- Born: 12 August 1884 Telšiai, Lithuania
- Died: 22 October 1966 (aged 82) London, England
- Occupations: Politician, lawyer
- Spouse: Mabel Stein
- Children: 4

= Michael Noyk =

Michael Noyk (12 August 1884 – 22 October 1966) was a Lithuanian-born Irish republican politician and lawyer.

Born to a Jewish couple in the Lithuanian city of Telšiai, Noyk moved to Dublin with his family when he was one year old. He was educated at Dublin's The High School and then entered its Trinity College as a sizar in Hebrew, before winning a classics scholarship and graduating in 1907. Shortly afterwards, he worked as a solicitor.
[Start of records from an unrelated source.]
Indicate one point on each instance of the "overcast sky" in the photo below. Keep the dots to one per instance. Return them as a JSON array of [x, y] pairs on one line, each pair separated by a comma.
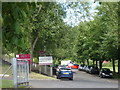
[[72, 19]]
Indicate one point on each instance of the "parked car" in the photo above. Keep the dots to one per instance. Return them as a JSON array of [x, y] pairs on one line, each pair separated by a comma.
[[81, 66], [84, 68], [88, 69], [64, 73], [105, 72], [94, 70], [73, 66]]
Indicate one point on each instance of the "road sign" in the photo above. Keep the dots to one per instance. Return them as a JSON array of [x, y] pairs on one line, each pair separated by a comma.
[[47, 60], [23, 57]]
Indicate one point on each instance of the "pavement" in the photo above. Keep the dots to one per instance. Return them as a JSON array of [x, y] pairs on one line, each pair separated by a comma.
[[80, 80]]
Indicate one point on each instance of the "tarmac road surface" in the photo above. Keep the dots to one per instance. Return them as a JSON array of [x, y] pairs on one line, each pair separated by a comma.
[[80, 80]]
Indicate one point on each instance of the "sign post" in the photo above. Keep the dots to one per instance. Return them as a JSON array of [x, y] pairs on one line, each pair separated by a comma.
[[21, 70], [44, 61]]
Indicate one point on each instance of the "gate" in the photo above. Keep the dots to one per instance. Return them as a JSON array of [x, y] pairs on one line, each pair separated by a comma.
[[20, 72]]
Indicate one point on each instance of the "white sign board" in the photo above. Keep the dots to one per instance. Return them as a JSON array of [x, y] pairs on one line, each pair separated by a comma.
[[47, 60]]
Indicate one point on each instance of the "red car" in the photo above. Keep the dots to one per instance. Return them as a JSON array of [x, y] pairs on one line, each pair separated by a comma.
[[73, 66]]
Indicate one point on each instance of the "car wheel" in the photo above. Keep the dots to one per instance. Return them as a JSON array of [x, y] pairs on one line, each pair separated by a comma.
[[70, 78], [101, 76]]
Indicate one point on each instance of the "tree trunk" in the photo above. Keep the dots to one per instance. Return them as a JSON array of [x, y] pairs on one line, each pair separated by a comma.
[[87, 62], [32, 46], [96, 64], [113, 63], [119, 66], [93, 62]]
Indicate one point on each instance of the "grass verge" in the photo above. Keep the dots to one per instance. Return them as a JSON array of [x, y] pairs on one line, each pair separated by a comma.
[[34, 75], [6, 83]]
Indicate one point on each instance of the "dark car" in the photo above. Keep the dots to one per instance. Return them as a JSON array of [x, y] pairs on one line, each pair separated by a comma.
[[105, 72], [94, 70], [88, 68], [81, 67], [73, 66], [64, 73]]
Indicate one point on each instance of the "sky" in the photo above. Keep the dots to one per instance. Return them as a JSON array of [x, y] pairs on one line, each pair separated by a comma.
[[74, 20]]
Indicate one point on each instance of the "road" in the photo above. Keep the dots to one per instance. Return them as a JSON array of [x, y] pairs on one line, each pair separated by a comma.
[[81, 80]]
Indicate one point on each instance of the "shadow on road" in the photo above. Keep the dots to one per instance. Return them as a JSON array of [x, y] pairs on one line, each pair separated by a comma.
[[65, 79]]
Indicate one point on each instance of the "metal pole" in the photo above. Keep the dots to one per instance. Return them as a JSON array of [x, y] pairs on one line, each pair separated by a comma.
[[7, 71], [14, 62]]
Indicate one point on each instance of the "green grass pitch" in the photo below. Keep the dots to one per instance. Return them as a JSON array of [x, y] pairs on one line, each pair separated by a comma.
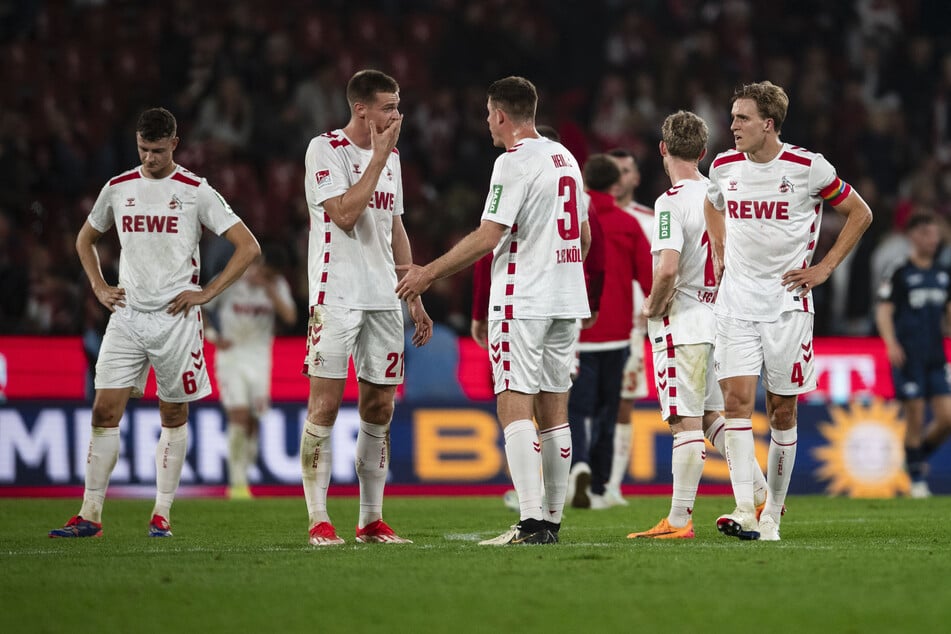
[[843, 566]]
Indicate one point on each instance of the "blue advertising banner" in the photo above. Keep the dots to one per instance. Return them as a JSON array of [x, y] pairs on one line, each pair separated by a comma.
[[853, 449]]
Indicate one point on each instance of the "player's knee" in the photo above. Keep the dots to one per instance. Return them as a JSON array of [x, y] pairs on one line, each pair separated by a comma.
[[377, 411]]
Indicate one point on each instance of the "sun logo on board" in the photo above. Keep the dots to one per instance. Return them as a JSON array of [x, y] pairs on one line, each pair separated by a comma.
[[865, 457]]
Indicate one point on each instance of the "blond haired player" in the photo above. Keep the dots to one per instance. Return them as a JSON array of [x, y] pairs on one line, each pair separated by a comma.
[[245, 316], [763, 211], [535, 220], [158, 210], [354, 189]]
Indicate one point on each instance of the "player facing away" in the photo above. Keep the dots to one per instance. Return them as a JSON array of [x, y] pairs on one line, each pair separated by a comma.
[[354, 190], [912, 309], [158, 210], [765, 200], [245, 317], [603, 348], [634, 383], [535, 220]]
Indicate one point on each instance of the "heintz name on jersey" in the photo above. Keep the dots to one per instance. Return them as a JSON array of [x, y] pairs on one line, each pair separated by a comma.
[[149, 224], [759, 209], [572, 254]]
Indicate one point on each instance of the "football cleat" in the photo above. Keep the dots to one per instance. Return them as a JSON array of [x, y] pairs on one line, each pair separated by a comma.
[[78, 527], [379, 532], [159, 527], [323, 534], [663, 530], [768, 529], [742, 525], [525, 532], [760, 507]]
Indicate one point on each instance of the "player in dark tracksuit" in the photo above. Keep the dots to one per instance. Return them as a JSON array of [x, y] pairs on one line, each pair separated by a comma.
[[913, 305]]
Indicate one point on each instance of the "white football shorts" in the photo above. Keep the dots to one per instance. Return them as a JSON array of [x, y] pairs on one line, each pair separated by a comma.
[[244, 377], [532, 355], [782, 349], [171, 344], [374, 338], [686, 383]]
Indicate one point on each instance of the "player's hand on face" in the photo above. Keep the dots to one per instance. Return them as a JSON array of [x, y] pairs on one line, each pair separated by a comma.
[[185, 300], [384, 141], [801, 281], [424, 325], [111, 297], [414, 283]]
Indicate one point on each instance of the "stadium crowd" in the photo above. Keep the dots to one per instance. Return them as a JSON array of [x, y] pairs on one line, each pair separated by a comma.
[[870, 83]]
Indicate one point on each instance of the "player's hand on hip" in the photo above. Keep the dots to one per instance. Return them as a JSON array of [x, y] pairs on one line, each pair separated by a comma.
[[422, 321], [801, 281], [111, 297], [480, 332], [184, 301], [414, 283]]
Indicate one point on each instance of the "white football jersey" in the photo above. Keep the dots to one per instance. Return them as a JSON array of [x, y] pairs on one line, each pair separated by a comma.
[[773, 211], [245, 312], [680, 226], [159, 222], [352, 269], [537, 269], [645, 216]]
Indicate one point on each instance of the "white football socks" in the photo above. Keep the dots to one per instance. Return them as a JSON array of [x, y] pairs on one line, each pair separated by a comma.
[[169, 460], [372, 462], [621, 458], [714, 434], [687, 460], [556, 463], [779, 466], [100, 461], [237, 455], [316, 464], [739, 452], [523, 452]]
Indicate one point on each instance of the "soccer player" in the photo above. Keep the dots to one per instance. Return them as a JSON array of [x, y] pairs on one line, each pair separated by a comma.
[[913, 302], [354, 191], [681, 323], [763, 211], [634, 383], [245, 316], [158, 210], [535, 219], [604, 347]]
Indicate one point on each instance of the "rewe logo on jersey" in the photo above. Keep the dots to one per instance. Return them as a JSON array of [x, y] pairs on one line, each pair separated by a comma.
[[382, 200], [150, 224], [759, 209]]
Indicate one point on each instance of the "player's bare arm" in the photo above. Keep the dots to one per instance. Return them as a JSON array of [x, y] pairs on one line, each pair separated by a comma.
[[665, 278], [716, 231], [111, 297], [858, 218], [402, 255], [345, 210], [246, 248], [417, 278]]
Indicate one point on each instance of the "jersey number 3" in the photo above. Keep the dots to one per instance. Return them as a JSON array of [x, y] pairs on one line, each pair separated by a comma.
[[568, 226]]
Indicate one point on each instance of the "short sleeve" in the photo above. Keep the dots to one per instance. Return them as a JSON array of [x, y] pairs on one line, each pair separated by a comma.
[[506, 192]]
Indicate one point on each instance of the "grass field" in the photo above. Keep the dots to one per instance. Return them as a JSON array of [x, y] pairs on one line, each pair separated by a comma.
[[843, 566]]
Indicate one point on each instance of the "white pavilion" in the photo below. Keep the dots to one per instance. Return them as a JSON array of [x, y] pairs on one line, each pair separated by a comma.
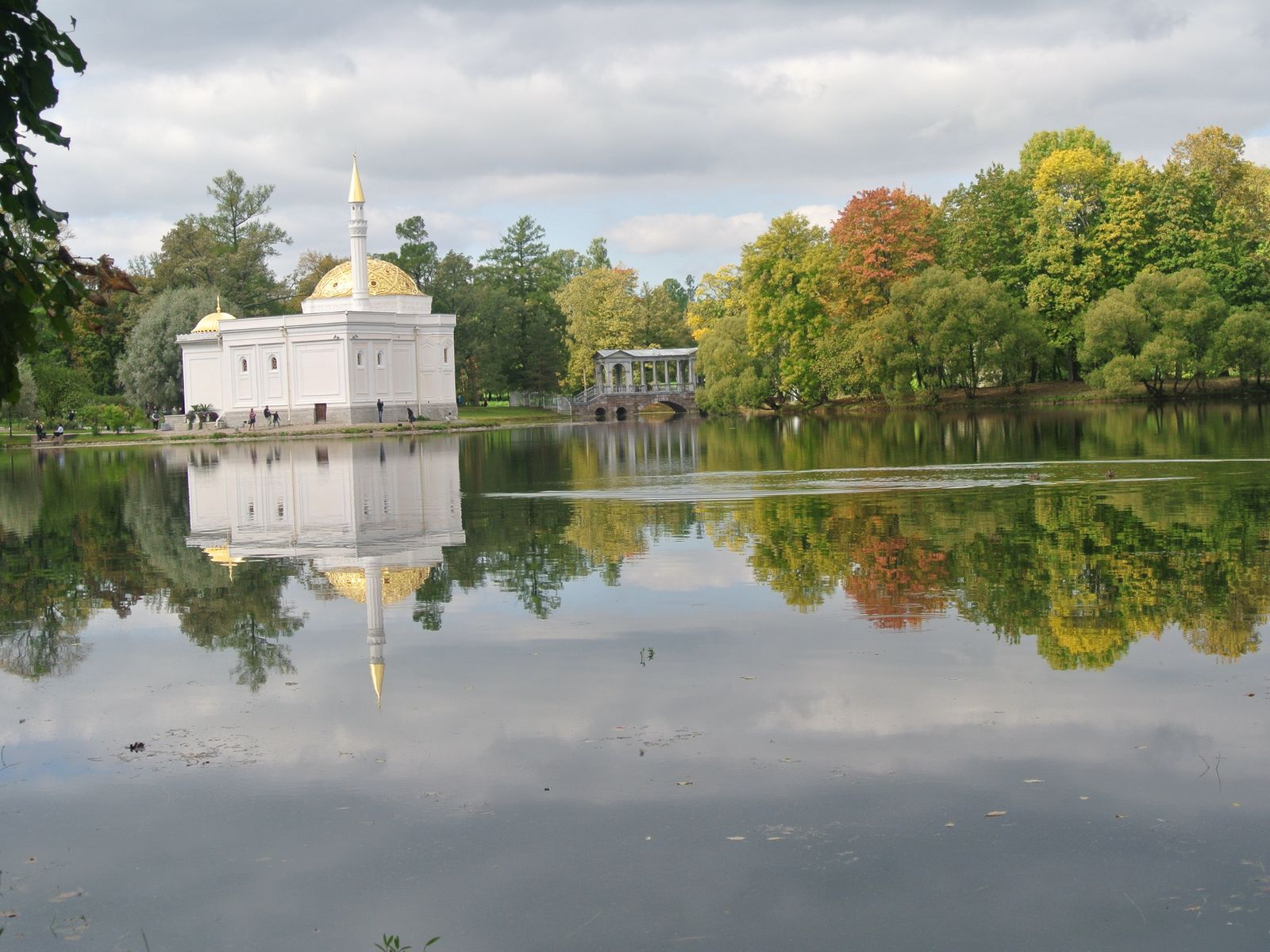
[[372, 518], [366, 334]]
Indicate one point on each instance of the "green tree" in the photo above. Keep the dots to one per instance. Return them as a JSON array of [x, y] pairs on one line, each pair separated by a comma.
[[150, 368], [37, 278], [602, 311], [310, 268], [1157, 332], [1068, 188]]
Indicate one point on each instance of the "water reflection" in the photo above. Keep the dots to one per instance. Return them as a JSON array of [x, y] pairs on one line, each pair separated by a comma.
[[368, 520]]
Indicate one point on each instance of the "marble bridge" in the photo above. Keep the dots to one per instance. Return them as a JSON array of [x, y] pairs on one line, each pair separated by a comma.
[[629, 381]]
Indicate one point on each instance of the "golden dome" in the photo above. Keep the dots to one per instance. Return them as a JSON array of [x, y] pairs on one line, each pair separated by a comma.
[[383, 278], [398, 583], [210, 324]]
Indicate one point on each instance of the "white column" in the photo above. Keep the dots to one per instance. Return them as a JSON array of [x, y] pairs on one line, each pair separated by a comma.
[[357, 239]]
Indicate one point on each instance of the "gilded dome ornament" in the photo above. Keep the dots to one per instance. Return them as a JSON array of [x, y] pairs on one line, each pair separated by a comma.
[[383, 278], [211, 323]]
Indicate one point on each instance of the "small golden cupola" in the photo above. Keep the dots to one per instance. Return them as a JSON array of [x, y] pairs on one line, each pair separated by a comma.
[[384, 278], [211, 323]]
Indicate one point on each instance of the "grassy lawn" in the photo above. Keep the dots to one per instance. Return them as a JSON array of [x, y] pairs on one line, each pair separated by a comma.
[[507, 414]]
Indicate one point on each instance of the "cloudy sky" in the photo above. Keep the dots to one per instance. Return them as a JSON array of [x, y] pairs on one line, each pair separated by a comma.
[[673, 130]]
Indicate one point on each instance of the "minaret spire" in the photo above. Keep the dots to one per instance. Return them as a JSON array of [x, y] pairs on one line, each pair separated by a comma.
[[357, 238]]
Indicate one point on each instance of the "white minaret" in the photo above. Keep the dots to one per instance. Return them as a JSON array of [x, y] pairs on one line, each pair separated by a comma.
[[375, 622], [357, 238]]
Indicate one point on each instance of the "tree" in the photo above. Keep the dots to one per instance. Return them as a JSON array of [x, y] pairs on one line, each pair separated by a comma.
[[417, 255], [784, 274], [537, 347], [1045, 144], [229, 249], [1159, 330], [1244, 343], [983, 228], [23, 406], [886, 235], [37, 279], [310, 268], [150, 368], [1068, 188], [602, 311]]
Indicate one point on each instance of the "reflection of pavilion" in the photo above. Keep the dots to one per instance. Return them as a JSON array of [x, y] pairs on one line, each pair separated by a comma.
[[371, 517]]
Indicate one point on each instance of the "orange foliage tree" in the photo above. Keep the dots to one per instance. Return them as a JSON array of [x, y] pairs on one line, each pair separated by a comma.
[[886, 235]]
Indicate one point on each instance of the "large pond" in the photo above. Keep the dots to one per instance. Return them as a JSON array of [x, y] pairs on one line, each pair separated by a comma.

He befriended Arthur Griffith and, through him, he became highly sympathetic to the cause of Irish republicanism. He was Griffith's personal solicitor until his death. He joined Sinn Féin shortly after the Easter Rising and was responsible for defending a number of IRA prisoners including Sean MacEoin, Thomas Whelan, Patrick Moran, James Boyce, and Frank Teeling. He was a prominent worker for Éamon de Valera in the 1917 Clare East by-election, and was the election agent for Constance Markievicz and Seán T. O'Kelly in the 1918 general election. During the Irish War of Independence, he was a high-level official and adviser with the Department of Finance which was then headed by Michael Collins. Noyk also participated in Dáil Courts held in Dublin. He was responsible for the procurement of offices at 22 Mary Street in Dublin where the First Dáil's Department of Finance was located during the war.

Noyk married Mabel Stein (died 1956), the sister of artist Stella Steyn. They had four children, and lived for many years on Wellington Road in Dublin. He died in London and was given a full military funeral by the IRA's Dublin Brigade. He was buried in Dolphins Barn Jewish Cemetery.